Dominic Walsh, PH.D.
“Many different efforts are currently underway to find treatments for Alzheimer’s disease, and anti-[beta-amyloid] antibodies are currently the furthest advanced,” says Walsh. “But the question remains: what are the most important forms of [beta-amyloid] to target? Our study points to some interesting answers,” the lead researcher adds, and these answers are now reported in an open access paper published in the journal Nature Communications.”
Beta-amyloid can be found in many forms. At one end of the spectrum, it exists as a single protein, or monomer, which isn’t necessarily toxic.
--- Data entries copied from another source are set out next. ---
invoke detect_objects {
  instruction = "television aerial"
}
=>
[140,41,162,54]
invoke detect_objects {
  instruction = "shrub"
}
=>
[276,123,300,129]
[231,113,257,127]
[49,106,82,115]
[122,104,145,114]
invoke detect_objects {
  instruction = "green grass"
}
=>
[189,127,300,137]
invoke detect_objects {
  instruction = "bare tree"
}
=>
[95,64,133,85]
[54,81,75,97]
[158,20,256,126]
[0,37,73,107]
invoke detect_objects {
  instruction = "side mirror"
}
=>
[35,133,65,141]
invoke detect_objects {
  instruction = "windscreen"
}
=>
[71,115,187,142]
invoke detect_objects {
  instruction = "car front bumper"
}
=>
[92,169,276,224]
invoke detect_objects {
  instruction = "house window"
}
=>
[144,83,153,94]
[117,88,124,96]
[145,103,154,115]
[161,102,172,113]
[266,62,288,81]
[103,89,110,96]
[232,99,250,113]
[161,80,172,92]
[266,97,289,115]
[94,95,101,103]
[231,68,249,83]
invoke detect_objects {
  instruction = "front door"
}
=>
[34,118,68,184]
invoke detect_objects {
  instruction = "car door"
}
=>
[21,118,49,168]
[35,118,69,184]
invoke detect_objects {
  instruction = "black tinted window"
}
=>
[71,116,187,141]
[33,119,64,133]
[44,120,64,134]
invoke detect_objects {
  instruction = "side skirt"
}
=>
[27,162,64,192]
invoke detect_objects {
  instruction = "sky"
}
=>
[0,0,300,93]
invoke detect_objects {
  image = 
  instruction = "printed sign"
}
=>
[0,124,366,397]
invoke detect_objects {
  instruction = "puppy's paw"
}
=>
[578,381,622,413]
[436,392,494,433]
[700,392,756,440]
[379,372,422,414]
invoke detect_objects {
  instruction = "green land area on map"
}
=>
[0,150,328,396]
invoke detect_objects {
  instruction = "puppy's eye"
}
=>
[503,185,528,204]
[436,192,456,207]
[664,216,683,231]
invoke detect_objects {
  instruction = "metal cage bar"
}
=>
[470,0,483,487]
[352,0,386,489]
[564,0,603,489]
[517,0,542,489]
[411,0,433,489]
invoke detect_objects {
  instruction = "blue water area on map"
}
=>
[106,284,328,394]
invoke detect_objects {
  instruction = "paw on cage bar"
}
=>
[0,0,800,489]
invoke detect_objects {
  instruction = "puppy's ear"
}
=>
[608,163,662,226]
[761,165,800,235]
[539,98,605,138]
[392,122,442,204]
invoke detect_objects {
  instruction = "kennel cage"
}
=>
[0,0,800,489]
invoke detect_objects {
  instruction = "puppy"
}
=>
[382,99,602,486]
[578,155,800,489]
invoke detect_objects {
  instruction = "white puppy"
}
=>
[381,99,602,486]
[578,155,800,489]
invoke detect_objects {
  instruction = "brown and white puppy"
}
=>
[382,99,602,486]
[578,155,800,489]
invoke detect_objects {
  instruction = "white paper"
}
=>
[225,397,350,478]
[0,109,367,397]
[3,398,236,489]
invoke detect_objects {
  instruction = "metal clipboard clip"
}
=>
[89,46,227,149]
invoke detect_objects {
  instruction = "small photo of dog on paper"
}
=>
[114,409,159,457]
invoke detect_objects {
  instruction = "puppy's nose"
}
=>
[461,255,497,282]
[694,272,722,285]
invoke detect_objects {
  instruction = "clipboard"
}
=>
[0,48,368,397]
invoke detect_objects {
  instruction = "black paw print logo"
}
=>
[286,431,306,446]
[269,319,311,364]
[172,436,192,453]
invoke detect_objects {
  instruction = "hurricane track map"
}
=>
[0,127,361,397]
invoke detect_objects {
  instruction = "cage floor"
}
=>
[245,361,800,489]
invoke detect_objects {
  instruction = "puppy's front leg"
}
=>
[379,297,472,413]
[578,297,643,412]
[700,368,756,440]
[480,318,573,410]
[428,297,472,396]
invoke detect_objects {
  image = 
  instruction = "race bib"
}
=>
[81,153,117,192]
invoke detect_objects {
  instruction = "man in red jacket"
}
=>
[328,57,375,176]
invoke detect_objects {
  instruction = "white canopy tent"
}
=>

At the other end, there is the beta-amyloid plaque, in which many beta-amyloid proteins become tangled together. Beta-amyloid plaques are large enough to be observed using a traditional microscope, and they are involved in the development of Alzheimer’s.
In the current study, as well as in a previous one, Walsh and team looked at beta-amyloid structures to identify the ones that are most harmful in the brain.
Typically specialists use synthetic beta-amyloid samples to create a laboratory model of Alzheimer’s disease in the brain. Very few scientists actually collect beta-amyloid from the brains of individuals diagnosed with the disease.
In the current study, Walsh and team focused on finding better a more specific antibody to target the toxic forms of beta-amyloid but not the less harmful forms. To do so, they developed a novel screening test that requires extracting beta-amyloid from brain samples from people with Alzheimer’s. They added these extracts to induced pluripotent stem cell-derived human neurons and observed the ability of the different antibodies to block the toxic effects of the beta-amyloid.
This screening test allowed the team to discover a particular antibody — called “1C22” — that is able to block toxic forms of beta-amyloid more effectively than other antibodies currently being tested in clinical trials.
Walsh explained the implications of their novel screening method:
“We anticipate that this primary screening technique will be useful in the search to identify more potent anti-[beta-amyloid] therapeutics in the future.”